研究チームを率いる同大のジェリー・ミトロビカ教授によれば、氷河から解けた水が北極や南極から離れると、アイススケートの選手が両腕を伸ばしたような状態になって、地球の自転が遅くなる。
自転速度が低下するペースは1日当たり1ミリ秒(1000分の1秒)。世界の海面は20世紀の間に推定1ミリ~1.5ミリ上昇したとされ、その影響と、自転速度低下のペースがちょうど一致することが分かったという。
これで地球温暖化が地球の自転に与える影響が裏付けられたと同氏は解説する。
この現象を巡っては、海洋学者のウォルター・ムンク氏が2002年の論文で、地球の自転速度の低下と、20世紀の海面上昇に関する定説の間の矛盾を指摘していた。
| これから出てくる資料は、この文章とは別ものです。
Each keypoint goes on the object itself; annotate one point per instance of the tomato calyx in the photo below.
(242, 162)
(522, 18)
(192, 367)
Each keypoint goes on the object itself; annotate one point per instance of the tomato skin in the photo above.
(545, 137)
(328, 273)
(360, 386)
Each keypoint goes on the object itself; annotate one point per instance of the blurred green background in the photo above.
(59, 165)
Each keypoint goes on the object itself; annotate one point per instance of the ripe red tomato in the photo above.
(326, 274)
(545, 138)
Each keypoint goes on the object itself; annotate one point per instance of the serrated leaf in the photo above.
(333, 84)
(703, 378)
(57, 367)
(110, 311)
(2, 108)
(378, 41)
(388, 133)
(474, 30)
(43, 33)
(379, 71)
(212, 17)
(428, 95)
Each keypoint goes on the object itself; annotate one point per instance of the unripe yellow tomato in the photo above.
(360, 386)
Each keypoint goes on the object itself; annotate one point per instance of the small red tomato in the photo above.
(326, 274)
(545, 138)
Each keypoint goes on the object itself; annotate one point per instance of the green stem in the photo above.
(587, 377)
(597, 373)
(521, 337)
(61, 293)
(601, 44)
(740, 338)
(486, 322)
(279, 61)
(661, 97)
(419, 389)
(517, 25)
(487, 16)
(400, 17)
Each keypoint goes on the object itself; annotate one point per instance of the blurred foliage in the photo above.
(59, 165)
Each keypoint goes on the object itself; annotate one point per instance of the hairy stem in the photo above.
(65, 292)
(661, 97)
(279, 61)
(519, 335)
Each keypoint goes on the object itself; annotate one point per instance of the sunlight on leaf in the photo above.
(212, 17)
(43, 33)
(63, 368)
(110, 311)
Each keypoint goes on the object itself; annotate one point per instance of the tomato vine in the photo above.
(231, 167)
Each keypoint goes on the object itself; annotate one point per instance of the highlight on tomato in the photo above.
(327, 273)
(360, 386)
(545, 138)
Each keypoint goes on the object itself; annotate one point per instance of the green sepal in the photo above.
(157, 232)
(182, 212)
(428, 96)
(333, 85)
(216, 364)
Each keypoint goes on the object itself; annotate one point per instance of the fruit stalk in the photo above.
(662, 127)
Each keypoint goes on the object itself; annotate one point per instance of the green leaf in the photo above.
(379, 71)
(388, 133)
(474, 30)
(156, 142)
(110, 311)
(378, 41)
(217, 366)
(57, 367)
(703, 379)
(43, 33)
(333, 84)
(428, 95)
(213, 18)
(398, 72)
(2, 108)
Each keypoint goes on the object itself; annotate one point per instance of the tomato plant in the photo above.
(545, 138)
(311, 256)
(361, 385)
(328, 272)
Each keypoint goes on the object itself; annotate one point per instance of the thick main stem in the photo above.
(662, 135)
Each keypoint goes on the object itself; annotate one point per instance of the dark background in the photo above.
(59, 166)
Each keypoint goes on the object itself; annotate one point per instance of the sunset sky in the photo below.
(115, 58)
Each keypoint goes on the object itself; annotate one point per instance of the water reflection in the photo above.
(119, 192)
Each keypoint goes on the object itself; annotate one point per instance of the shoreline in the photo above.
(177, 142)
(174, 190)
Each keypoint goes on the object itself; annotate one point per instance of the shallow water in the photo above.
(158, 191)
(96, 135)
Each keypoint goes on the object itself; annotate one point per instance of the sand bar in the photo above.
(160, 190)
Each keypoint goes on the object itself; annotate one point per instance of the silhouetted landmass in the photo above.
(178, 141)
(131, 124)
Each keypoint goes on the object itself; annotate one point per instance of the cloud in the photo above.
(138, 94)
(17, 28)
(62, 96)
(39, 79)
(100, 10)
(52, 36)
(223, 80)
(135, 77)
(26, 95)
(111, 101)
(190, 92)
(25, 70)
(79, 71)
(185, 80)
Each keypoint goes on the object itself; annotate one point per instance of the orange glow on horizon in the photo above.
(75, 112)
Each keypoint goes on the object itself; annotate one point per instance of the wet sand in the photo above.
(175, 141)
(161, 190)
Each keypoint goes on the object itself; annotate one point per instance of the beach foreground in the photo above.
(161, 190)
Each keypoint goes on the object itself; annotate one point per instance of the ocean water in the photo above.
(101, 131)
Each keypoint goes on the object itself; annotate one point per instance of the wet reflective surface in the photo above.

しかしミトロビカ教授は、ムンク氏のモデルには誤りがあったとしたうえで、新しいモデルを使うなどして自転速度の変化と海面の変化の推定値が正確に一致することを示した。
地球の自転にはさまざまな要因が影響している。米航空宇宙局(NASA)によれば、2011年の東日本大震災で1日の長さが180万分の1秒だけ短くなったとされる。